Gildong war nun sehr begierig seinen neuen Kameraden auch Proben seines Mutes zu zeigen. Und dazu bot sich sehr bald eine Gelegenheit dar. Seine Genossen beklagten sich, dass es ihnen trotz aller verschiedenen Versuche nicht gelungen war, einen in der Nähe stehenden Buddhistentempel zu berauben. Diese Tempel sind gewöhnlich nichts weiter als eine Art Vergnügungsort der vornehmen Beamten, wohin diese sich zu Zeiten begaben, um zügellosen Schlemmereien zu frönen.

Sie erlaubten den Priestern das Volk mit unaufhörlichen Erpressungen zu quälen, bis jene dadurch sehr reich geworden. Alle Versuche der Räuber ihnen diese unehrlich erworbenen Reichtümer wieder abzunehmen, scheiterten an der großen Wachsamkeit der Priester und an der sehr guten Befestigung des Tempels. Gildong nahm sich daher vor, dieses Vorhaben siegreich zu Ende zu führen oder dabei sein Leben zu lassen.“
(H.G. Arnous: Korea. Märchen und Legenden nebst einer Einleitung über Land und Leute, Sitten und Gebräuche Koreas, 1896)
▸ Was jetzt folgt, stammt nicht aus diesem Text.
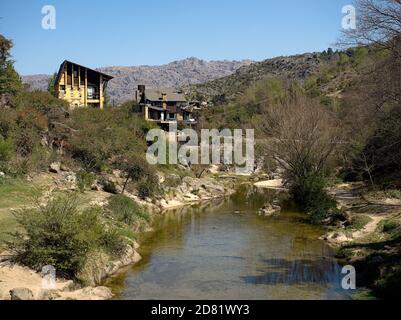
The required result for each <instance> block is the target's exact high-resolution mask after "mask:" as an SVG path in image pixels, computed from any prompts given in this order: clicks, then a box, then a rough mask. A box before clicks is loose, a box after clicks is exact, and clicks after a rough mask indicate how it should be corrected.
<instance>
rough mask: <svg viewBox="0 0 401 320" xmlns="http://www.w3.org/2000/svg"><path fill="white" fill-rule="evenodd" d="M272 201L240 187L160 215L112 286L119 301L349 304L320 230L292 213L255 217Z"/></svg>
mask: <svg viewBox="0 0 401 320" xmlns="http://www.w3.org/2000/svg"><path fill="white" fill-rule="evenodd" d="M273 196H274V194H273V191H263V190H254V189H252V190H250V189H249V188H242V189H241V190H240V191H239V192H238V193H237V194H236V195H234V196H232V197H231V198H230V199H225V200H221V201H215V202H211V203H208V204H207V205H198V206H194V207H189V208H181V209H179V210H173V211H171V212H169V213H166V214H165V215H162V216H160V217H159V218H157V219H156V222H155V226H154V229H155V231H154V232H152V233H149V234H147V235H146V236H144V238H143V241H142V242H141V248H140V250H139V252H140V254H141V255H142V257H143V260H142V261H141V262H139V263H138V264H136V265H135V266H133V267H131V268H129V270H127V271H126V272H125V273H122V274H120V275H119V276H117V277H116V278H114V279H112V280H111V281H110V282H109V283H108V285H109V286H110V287H112V289H113V290H114V292H115V293H116V295H117V296H116V298H117V299H228V300H230V299H263V300H264V299H349V296H348V294H347V293H346V292H345V291H344V290H342V289H341V267H340V266H339V265H338V264H337V261H336V260H335V259H334V253H333V251H332V250H331V249H330V248H329V247H328V246H327V245H326V244H325V243H324V242H323V241H321V240H318V238H319V236H320V235H321V234H322V233H323V230H322V229H320V228H318V227H316V226H311V225H309V224H308V223H307V222H306V220H305V216H304V215H303V214H300V213H296V212H292V211H290V210H287V211H284V212H282V213H281V214H280V215H279V216H277V217H262V216H259V215H258V213H257V212H258V209H259V208H260V207H261V206H262V205H263V203H264V202H265V201H266V200H267V199H271V198H272V197H273Z"/></svg>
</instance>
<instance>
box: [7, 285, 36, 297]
mask: <svg viewBox="0 0 401 320" xmlns="http://www.w3.org/2000/svg"><path fill="white" fill-rule="evenodd" d="M10 296H11V300H34V297H33V293H32V291H31V290H29V289H28V288H14V289H12V290H10Z"/></svg>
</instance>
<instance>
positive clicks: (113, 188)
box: [99, 177, 118, 194]
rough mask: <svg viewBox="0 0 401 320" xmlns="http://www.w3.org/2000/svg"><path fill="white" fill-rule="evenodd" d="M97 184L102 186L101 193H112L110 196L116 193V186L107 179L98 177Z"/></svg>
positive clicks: (102, 177)
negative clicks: (102, 188)
mask: <svg viewBox="0 0 401 320" xmlns="http://www.w3.org/2000/svg"><path fill="white" fill-rule="evenodd" d="M99 183H100V185H101V186H102V188H103V191H105V192H108V193H112V194H117V193H118V191H117V187H116V184H115V183H114V182H113V181H110V180H109V179H107V178H105V177H100V178H99Z"/></svg>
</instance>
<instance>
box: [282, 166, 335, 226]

Hong Gil Dong wird als uneheliches Kind geboren. Nachdem sein Vater von einem Schamanen (무당, 巫堂 mudang) erfährt, dass sein Sohn verflucht sei, versucht er diesen zu töten. Entsetzt wendet sich Hong von seinem Vater ab und zieht hinaus in die Welt um Banditenanführer zu werden. Allerdings bestiehlt er nur die Reichen und verteilt seine Beute an die Armen. Dadurch steigt er schnell zu einem Volkshelden auf. Die Regierung versucht ihn zu verhaften, scheitert jedoch immer wieder. Deshalb wird ihm der Posten des Kriegsministers angeboten, den er auch annimmt. Nach kurzer Zeit erkennt er, dass er nichts gegen die Probleme des Volkes ausrichten kann. Der Verfasser Huh Gyun (허균) gilt heute als der Autor des ersten koreanischen Romans.